Preek op 19-03-2023, 4e zondag van de Vasten, jaar A, pastoor Frank Domen

Preek op 19-03-2023, 4e zondag van de Vasten, jaar A, pastoor Frank Domen

Openingswoord

Beste medeparochianen, van harte welkom op deze vierde zondag van de veertigdagentijd, de vastentijd.

We zijn halverwege de vastentijd. Wij hebben nog drie weken voor de boeg. Hebben wij al daadwerkelijk iets aan het vasten gedaan!?

Al zeg ik het zelf: dit jaar lukt het mij vrij aardig om me aan mijn vastenvoornemens te houden.

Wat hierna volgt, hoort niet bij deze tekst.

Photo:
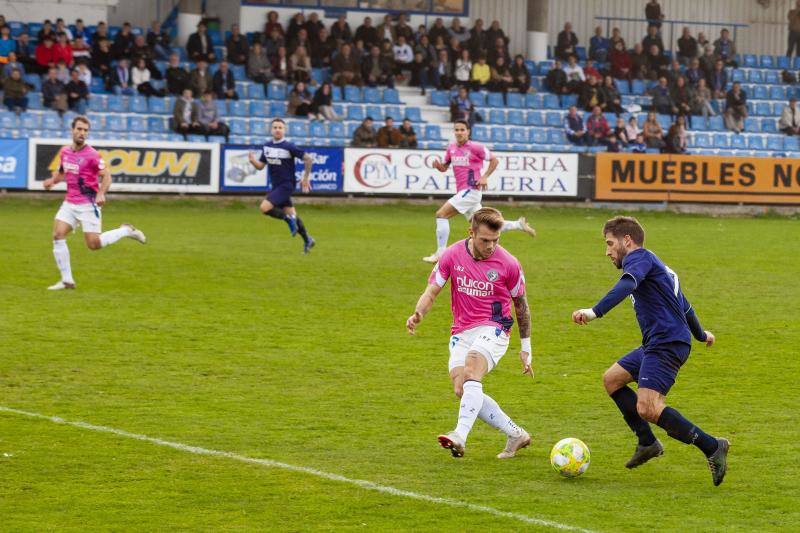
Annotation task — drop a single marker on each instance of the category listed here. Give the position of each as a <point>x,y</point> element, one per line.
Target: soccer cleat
<point>514,444</point>
<point>135,234</point>
<point>527,228</point>
<point>718,462</point>
<point>60,286</point>
<point>644,454</point>
<point>452,442</point>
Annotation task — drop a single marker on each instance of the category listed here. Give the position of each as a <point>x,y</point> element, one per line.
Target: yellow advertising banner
<point>694,178</point>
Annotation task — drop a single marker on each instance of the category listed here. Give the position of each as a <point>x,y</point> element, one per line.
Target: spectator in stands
<point>158,41</point>
<point>676,142</point>
<point>597,128</point>
<point>77,93</point>
<point>236,46</point>
<point>45,55</point>
<point>388,135</point>
<point>223,83</point>
<point>367,33</point>
<point>574,128</point>
<point>408,137</point>
<point>322,104</point>
<point>687,47</point>
<point>54,94</point>
<point>462,108</point>
<point>176,75</point>
<point>364,135</point>
<point>566,43</point>
<point>208,117</point>
<point>140,79</point>
<point>199,46</point>
<point>123,43</point>
<point>575,75</point>
<point>599,46</point>
<point>610,97</point>
<point>481,74</point>
<point>15,92</point>
<point>340,31</point>
<point>556,79</point>
<point>653,39</point>
<point>200,79</point>
<point>621,63</point>
<point>735,108</point>
<point>120,79</point>
<point>725,48</point>
<point>653,132</point>
<point>789,122</point>
<point>701,104</point>
<point>345,68</point>
<point>718,80</point>
<point>185,115</point>
<point>299,104</point>
<point>520,77</point>
<point>653,13</point>
<point>280,65</point>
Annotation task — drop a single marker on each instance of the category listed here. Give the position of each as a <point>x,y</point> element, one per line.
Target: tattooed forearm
<point>523,316</point>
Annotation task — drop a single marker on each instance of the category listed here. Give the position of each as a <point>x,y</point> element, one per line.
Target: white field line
<point>364,484</point>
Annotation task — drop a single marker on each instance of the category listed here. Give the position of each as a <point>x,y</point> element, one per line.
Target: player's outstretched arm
<point>523,312</point>
<point>424,305</point>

Ik heb ooit gelezen over een religieuze gemeenschap, die leeft met en voor mensen met een beperking. Ze kochten een huisje en vanuit een instelling kregen ze toestemming om met een paar gehandicapten te gaan samenwonen.

Het werk groeide uit. Er kwamen meer bewoners en gelukkig ook meer medewerkers. Echter, nadat de oprichter tegenover derden een aantal keren had verteld over de wordingsgeschiedenis van de gemeenschap, kreeg hij van een aantal medewerkers een beetje op z’n kop: wat hij vertelde was niet helemaal de waarheid. Hij sprak namelijk van twee mensen met een beperking met wie hij de gemeenschap was begonnen. Maar in werkelijkheid ging het er om drie. Die derde echter was al de eerste nacht niet te handhaven. Hij veroorzaakte voortdurend problemen en ze moesten hem al de volgende dag terugbrengen. Dit stukje kwetsbaarheid durfde de oprichter aanvankelijk niet te laten zien.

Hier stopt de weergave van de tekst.